# Off To San Diego Tomorrow



## h2oman (Nov 17, 2005)

Campland on the Bay for four days. Casa de Pico and the massive margaritas therein. Beer at Seaport Village and take the boys to Sea World.

OH GOD PLEASE DON'T MAKE ME HAVE TO GO TO SEA WORLD







I'll go to church every Sunday forever. Just don't make me go to Sea World.

Ok. I hear they serve beer there so I'll probably get through. I'm not taking my rod but I am taking the RC truck. Did I mention margartitas?


----------



## jlbabb28 (Feb 27, 2006)

Have a great time! Just did that exact trip, enjoy ampland it's pretty nice. I too was glad Sea World is owned by the BUSH boys. Get a yard of beer and watch the whales. (fish)

Jeff


----------



## Oregon_Camper (Sep 13, 2004)

Have a great trip.

BTW...I'd take Sea World ANY day of the week vs. the rainy times up here. Come on SPRING!!!!


----------



## brenda (Jan 3, 2007)

I would love to hear of some things to do there when you get back. Are you going to do the Zoo? I hear that is great. We are going to be in the San diego area the 2nd week of March(I think) our son is stationed at Camp Pendlton and is leaving for a tour of Iraq and wants us to visit before he goes. We will be flying down and staying hopefully in a cottage on the ocean on base to be close to where he is. We are going to go for a week and make it a vacation with him and his younger brother as he leaves for boot camp in August..


----------



## h2oman (Nov 17, 2005)

We do the zoo most of the time. By all acounts it is the best zoo in the world. That's what I'm told anyway. Balboa Park is an incredible place. The boys want Sea World this time. Old Town is great. PM me before you come down and I'll give you the skinny on everything there. And tell your sons Thank You for their service.


----------



## cookie9933 (Feb 26, 2005)

jlbabb28 said:


> Have a great time!
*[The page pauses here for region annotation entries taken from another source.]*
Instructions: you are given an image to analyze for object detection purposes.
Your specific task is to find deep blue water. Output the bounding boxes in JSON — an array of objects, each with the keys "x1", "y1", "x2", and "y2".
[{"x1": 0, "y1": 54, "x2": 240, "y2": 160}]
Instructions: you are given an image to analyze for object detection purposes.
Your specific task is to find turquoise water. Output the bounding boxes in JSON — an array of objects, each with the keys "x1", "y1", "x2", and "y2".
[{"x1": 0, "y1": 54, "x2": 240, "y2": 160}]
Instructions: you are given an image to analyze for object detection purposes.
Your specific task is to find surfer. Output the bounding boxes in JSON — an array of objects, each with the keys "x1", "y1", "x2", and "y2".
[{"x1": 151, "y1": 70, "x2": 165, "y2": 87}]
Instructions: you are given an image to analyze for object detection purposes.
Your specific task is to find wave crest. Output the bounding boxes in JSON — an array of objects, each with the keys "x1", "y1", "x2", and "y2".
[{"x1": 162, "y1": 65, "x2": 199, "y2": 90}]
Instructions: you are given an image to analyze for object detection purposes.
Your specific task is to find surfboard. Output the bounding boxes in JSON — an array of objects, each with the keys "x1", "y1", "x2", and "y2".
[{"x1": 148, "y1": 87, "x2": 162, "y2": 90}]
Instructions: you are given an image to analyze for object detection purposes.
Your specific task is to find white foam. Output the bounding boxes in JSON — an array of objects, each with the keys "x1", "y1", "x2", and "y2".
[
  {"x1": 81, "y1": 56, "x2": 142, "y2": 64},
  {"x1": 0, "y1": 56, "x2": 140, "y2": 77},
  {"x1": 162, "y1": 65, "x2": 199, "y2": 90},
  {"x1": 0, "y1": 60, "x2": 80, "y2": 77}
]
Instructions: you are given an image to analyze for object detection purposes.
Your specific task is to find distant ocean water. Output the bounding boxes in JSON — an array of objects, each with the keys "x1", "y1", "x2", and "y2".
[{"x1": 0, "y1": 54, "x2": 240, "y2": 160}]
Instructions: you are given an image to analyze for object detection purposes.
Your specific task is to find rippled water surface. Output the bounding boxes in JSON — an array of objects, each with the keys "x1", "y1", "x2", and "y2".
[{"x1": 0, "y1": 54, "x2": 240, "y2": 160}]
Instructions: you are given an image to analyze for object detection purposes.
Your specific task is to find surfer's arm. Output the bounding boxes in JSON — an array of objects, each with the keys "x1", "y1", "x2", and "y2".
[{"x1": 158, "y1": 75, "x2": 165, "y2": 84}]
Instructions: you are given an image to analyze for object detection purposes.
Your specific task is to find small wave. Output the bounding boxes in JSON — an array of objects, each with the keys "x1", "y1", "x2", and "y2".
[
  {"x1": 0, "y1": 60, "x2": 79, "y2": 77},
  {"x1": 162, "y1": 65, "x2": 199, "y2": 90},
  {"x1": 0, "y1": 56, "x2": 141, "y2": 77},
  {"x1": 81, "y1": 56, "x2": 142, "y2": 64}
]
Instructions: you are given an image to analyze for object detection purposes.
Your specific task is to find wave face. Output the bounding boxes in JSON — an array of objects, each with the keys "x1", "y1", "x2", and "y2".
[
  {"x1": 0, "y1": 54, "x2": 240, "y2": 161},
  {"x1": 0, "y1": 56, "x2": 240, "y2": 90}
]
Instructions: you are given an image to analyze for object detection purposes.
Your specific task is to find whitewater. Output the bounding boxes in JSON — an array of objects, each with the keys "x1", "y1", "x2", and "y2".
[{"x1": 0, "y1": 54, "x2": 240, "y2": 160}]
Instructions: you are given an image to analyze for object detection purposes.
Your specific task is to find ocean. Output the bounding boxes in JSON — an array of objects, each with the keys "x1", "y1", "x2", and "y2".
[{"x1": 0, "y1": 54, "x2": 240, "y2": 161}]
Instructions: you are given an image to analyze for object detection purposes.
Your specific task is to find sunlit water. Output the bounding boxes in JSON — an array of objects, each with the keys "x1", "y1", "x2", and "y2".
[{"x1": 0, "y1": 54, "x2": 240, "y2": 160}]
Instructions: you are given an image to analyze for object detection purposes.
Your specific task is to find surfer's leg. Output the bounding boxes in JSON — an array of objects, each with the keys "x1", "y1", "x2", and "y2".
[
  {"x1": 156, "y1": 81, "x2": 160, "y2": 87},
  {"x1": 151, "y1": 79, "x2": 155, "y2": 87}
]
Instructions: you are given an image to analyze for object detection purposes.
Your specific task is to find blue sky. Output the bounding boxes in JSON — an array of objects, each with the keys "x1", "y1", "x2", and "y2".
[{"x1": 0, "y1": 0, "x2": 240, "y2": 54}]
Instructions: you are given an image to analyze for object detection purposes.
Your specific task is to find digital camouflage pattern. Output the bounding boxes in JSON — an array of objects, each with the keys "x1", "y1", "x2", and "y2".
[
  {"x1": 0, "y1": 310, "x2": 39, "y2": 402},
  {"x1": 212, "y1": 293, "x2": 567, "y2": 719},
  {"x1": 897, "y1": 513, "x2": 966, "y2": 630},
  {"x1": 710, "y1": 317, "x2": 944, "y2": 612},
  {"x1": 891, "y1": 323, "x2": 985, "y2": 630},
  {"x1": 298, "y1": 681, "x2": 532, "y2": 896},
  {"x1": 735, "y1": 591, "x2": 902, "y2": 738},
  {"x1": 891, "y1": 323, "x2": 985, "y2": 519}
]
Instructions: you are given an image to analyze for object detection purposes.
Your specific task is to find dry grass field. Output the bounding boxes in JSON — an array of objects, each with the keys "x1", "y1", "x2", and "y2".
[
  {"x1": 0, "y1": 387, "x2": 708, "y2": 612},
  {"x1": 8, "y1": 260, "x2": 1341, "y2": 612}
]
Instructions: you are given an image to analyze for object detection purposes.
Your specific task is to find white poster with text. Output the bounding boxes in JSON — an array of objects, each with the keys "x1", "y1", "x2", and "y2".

Just did that exact trip, enjoy ampland it's pretty nice. I too was glad Sea World is owned by the BUSH boys. Get a yard of beer and watch the whales. (fish)
> Jeff


As in Anheiser Busch? If so, then it's Busch, not Bush.

Bill


----------



## Rubrhammer (Nov 27, 2006)

Prayers are with your family Brenda. I know it will be stressfull for you, have strength. My son made it through his tour safely may yours do the same.
Bob


----------



## N7OQ (Jun 10, 2006)

Oregon_Camper said:


> Have a great trip.
> 
> BTW...I'd take Sea World ANY day of the week vs. the rainy times up here. Come on SPRING!!!!


I'd take that rain any day of the week. Come on Rain, come on rain.


----------